Moore’s position on Section 230 was reinforced later that day during an appearance by Mignon Clyburn, who served as FCC Commissioner from 2009 to 2018. Clyburn is now president of a Washington D.C.-based consulting firm and was named this week to the board of directors for RingCentral Inc.

“Both presidential candidates have expressed reservations about Section 230,” Clyburn noted. “It is not an FCC thing, it is a Congressional thing. The FCC has no role here.”

The issue of content moderation remains a hot button within the tech industry itself and it has led some companies to take action that has only roiled the waters further. Mailchimp Inc. revised its guidelines in September to warn that it may remove content sent via its email marketing platform.

And in October, the CEO of Expensify Inc. sent a message to the company’s customers that defined the business case for voting against Trump in November. These actions have not been greeted warmly by some figures in the tech industry.

“Mailchimp and Expensify have a right to do that and we have a right not to use them,” Joe Lonsdale, co-founder of Palantir Inc. and founding partner at 8VC, said during a Lincoln conference interview on Monday. “I’d like it if the basic technology I like to use doesn’t have to decide how ‘woke’ it is.”

Agency opportunities

Whether Congress or the new administration will take action to address specific tech issues such as Section 230 remains to be seen, but some observers believe that the industry has more attractive opportunities within federal agencies to advance existing programs.

One of these areas involves broadband and 5G deployment. In April, the FCC released a report on U.S. broadband deployment that revealed divisions among commissioners around the current level of progress. While the report showed that high-speed broadband service, defined as 250 megabits per second or higher, can now be accessed by 85% of U.S. citizens, at least one current commissioner criticized the agency for continued favoritism toward fiber networks over wireless hotspots and 5G.

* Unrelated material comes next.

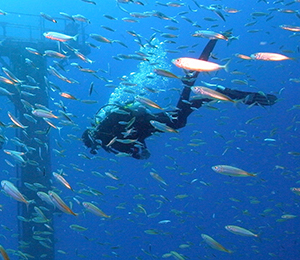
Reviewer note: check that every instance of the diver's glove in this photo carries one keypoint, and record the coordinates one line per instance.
(260, 99)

“The agency has a tendency to favor legacy providers,” said former FCC Commissioner Clyburn. “We get too little for too much. The agency needs to challenge itself to adopt a more entrepreneurial mindset.”

At the Department of Defense, well-funded tech companies are beginning to edge out traditional contractors for new business. Last year, Palantir beat out Raytheon Inc. for an $800 million Army contract to develop battlefield software.

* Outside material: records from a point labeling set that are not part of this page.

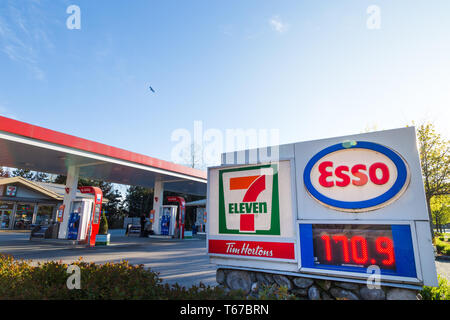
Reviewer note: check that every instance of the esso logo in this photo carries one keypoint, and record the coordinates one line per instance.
(363, 177)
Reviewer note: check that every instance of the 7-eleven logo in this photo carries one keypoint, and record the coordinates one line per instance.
(249, 200)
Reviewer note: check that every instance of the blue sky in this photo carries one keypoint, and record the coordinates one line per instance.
(311, 69)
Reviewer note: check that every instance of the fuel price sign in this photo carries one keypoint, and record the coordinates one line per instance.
(355, 247)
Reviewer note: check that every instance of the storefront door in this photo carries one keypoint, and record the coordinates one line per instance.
(44, 214)
(24, 216)
(6, 210)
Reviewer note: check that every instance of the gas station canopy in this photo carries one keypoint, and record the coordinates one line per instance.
(26, 146)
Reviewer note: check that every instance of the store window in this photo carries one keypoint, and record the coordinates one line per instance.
(24, 216)
(6, 210)
(44, 215)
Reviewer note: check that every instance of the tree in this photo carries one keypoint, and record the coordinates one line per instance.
(435, 160)
(4, 172)
(440, 210)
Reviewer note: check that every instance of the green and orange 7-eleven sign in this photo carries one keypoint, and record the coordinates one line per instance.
(249, 201)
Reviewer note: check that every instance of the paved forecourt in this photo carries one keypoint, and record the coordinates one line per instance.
(178, 261)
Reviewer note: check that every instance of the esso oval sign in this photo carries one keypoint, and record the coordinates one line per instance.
(361, 177)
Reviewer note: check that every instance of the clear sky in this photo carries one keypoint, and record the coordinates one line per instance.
(312, 69)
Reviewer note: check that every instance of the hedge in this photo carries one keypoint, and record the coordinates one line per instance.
(442, 247)
(109, 281)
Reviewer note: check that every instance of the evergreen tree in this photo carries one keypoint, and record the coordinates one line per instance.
(435, 160)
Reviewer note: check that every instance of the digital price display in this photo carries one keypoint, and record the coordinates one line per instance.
(356, 247)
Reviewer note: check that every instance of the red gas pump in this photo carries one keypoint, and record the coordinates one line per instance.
(94, 222)
(181, 203)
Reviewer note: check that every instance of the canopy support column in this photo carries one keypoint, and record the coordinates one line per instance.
(157, 204)
(69, 197)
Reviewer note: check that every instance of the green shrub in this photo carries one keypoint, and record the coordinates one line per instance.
(103, 228)
(110, 281)
(442, 292)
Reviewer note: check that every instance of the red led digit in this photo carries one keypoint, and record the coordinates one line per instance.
(345, 249)
(361, 259)
(326, 240)
(386, 246)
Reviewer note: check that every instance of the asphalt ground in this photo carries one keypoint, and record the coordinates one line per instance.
(178, 261)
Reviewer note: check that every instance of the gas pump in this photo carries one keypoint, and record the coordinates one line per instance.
(168, 220)
(94, 216)
(73, 227)
(181, 216)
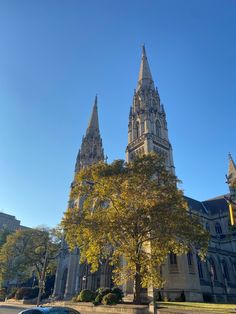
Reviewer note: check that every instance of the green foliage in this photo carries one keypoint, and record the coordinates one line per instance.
(134, 212)
(3, 294)
(26, 293)
(3, 235)
(98, 299)
(100, 293)
(103, 291)
(11, 294)
(86, 296)
(24, 251)
(118, 292)
(110, 299)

After winning a major contract to leverage AI technology for the military in 2019, Andruil Industries Inc., followed that up with a lucrative $950 million deal in September to develop a sensor-based system across military branches. And SpaceX Inc. won its first Department of Defense award to build military satellites in October.

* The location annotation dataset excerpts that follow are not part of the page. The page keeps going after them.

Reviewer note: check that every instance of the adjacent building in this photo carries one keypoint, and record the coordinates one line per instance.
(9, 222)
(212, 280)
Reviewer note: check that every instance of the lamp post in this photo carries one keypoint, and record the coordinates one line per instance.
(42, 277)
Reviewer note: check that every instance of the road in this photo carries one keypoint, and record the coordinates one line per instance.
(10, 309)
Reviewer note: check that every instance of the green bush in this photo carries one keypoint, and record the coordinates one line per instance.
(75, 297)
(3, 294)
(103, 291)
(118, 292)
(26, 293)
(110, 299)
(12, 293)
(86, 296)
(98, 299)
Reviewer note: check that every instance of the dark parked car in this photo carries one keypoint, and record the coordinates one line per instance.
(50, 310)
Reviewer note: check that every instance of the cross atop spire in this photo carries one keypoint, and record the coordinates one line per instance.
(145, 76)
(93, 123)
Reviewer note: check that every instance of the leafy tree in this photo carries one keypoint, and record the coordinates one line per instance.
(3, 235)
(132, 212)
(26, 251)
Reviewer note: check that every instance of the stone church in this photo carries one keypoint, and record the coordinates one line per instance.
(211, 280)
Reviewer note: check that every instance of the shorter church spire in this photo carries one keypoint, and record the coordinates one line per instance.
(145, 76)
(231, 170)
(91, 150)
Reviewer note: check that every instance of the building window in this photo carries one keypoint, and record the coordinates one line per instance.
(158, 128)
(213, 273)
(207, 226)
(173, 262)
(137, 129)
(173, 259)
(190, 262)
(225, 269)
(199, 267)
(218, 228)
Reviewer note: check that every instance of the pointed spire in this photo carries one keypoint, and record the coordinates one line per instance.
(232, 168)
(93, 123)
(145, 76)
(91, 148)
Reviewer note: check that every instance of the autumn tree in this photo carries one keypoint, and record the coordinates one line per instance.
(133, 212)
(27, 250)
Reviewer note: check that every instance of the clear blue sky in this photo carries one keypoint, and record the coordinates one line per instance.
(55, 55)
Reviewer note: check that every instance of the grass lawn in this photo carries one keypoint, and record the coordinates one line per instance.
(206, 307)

The concern among some in the industry is that all three companies are led by technology billionaires – Peter Thiel, Palmer Luckey and Elon Musk – who have the resources to compete for lucrative military contracts, at the expense of smaller startup firms, thereby cutting off future funding for innovative technologies.

“Being able to fundraise your way through the valley of death becomes really problematic,” Trae Stephens, a partner at Founders Fund, said during a discussion of venture funding for defense innovation on Friday. “We need the eccentric billionaire to make anything work. There is an increasing awareness of this shortfall.”

The problem that continues to confront the technology world going forward is that Washington still doesn’t understand tech and the industry doesn’t understand Washington. That has been highlighted over the past two years as a parade of high-profile tech executives defended the actions of their companies in front of confused legislators, one of whom asked the CEO of Google if he could fix an iPhone problem and another queried the top executive at Facebook over how his firm made money.

“How do we think and what are our politics?” asked Parker Thompson, general partner at TNT Ventures. “D.C. fundamentally doesn’t understand both of those things. Silicon Valley is phenomenally unsophisticated about policy and politics, we just don’t understand very much at all.”